Small road-trip for a college visit today. My friend Joan joined Sydney and I at 6:30 am for a two hour drive excursion to begin mapping out Syd's future academic plans. As always, my utter lack of maturity and common sense made even the simple drive an adrenaline rush of uncertainty as I blew past the first gas station with a casual, "Oh, I think I can get a better price a little ways down the road." The second petrol station was on the wrong side. "I'll pull into the next one on the right," I said flippantly. The low fuel light flashed on, surprising me. "How long do you have before you run out of gas," Joan asked, accurately reading my face to discover that, of course, I had no idea. We began earnestly searching for a gas station to no avail. The walk of shame didn't worry me as much as a) being late for Sydney's welcome reception sign-in and b) the thought of Brad discovering how stupidly irresponsible I was...again.
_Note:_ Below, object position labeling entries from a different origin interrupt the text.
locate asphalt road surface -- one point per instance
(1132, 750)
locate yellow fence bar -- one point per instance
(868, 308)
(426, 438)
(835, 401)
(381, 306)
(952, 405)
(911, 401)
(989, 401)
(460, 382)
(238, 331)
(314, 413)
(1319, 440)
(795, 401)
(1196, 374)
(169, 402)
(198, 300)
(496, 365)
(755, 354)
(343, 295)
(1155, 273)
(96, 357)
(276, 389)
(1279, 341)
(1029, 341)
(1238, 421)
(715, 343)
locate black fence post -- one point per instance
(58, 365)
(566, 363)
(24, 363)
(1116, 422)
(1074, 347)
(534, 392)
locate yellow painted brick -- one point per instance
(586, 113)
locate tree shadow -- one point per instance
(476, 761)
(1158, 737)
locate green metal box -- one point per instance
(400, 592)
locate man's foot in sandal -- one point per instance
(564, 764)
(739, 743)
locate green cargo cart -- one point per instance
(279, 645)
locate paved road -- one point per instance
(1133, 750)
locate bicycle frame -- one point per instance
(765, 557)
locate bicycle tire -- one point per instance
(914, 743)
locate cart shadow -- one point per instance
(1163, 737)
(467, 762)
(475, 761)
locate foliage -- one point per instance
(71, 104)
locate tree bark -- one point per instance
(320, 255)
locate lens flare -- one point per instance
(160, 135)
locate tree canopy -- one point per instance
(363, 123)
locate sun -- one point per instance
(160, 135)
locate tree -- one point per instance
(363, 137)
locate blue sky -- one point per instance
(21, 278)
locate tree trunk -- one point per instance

FLASHBACK: fifteen years ago when occurrences such as these were, unfortunately not uncommon...I didn't have a lot going on then and apparently needed a rush.
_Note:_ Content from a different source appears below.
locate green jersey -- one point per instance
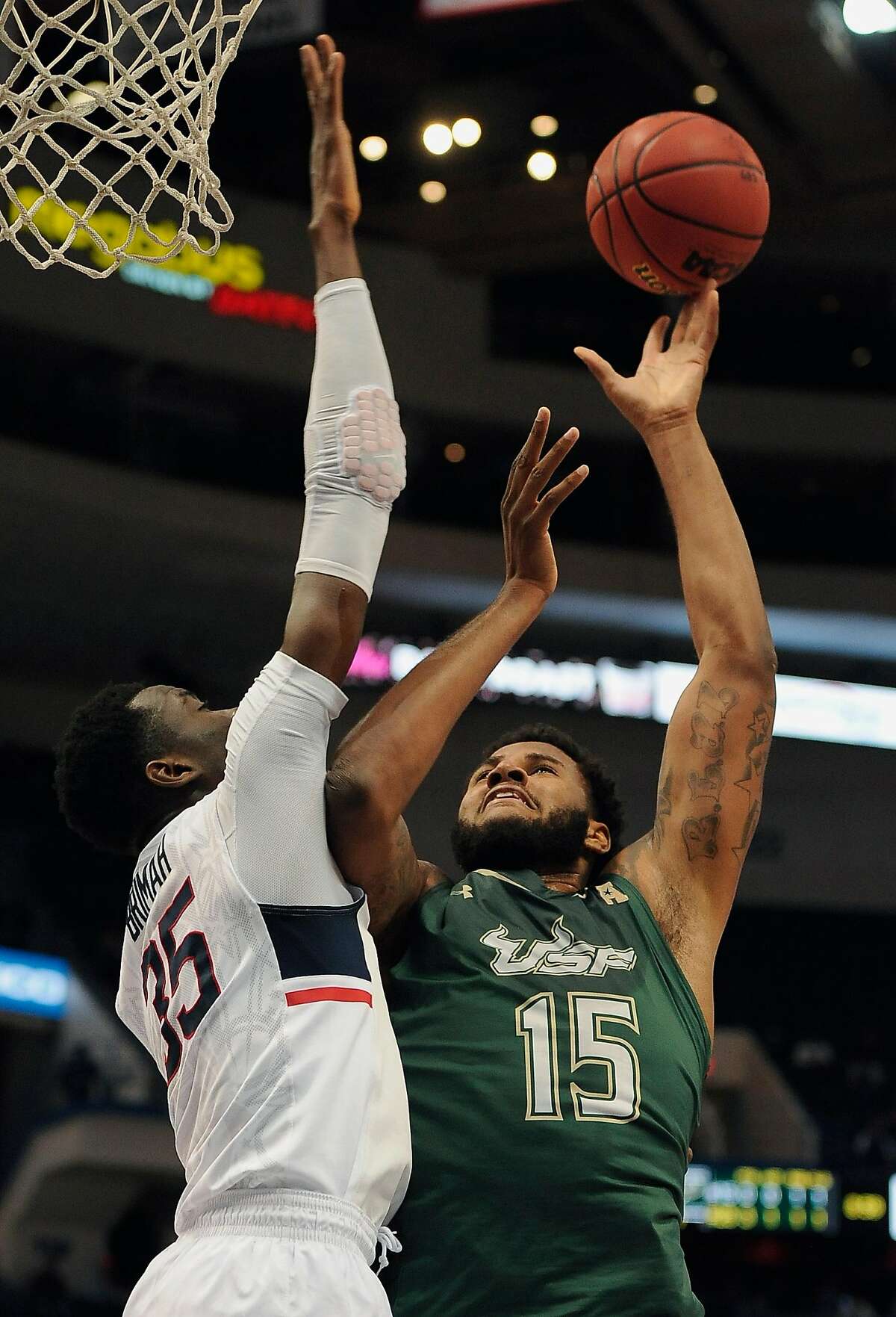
(554, 1056)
Ring! Ring! Brad picks up the phone. "Hello?"
"Hey, it's me. Sorry, I ran out of gas again."
Sigh. "Where are you this time," my husband asked in a defeated voice.
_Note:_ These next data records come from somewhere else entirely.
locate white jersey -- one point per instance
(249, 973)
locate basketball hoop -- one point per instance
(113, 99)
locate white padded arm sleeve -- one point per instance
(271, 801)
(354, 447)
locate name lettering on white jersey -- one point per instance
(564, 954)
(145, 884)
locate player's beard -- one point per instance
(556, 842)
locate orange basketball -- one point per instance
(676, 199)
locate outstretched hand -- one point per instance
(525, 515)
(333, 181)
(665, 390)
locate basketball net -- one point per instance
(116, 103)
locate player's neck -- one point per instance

"Look out the window," I replied, less than a quarter of a mile from my own house.
I like to say that God looks after fools and Amy Mosiman because, some fifteen miles later, we managed to locate a gas station that a) had a better price and b) was on the right hand side of the road! Refueled and relieved, we continued our journey to arrive ahead of time for the event.
Thanks to Savannah, Sydney and I have the routine of a college visit pretty well down and know what to expect. Because Savannah was an engineering major, I quickly learned that I was in way over my head information-wise so, to avoid boredom, I concocted an activity to keep all the members of our party actively involved and interested in the proceedings. Colleges love to woo potential students with cheap trinkets and shiny baubles so we assigned a point system and began collecting...high score wins. Syd pulled ahead early with a purple pen but I paced myself. Opening remarks were given in a lovely room with a fireplace and the sort of chandeliers that Scarecrow would have dropped on the Witch. We eschewed the lined up auditorium seating to grab a comfy couch in the back. I began to growl immediately as the institution began to extol its intent to "change my student's values" and that, the first Thanksgiving following enrollment, I would look into Sydney's eyes and see a different person. Was this some sort of brainwashing community? I really began to worry as they introduced a guest speaker by quoting a previous remark of his: "Intelligence is good but ignorance is better."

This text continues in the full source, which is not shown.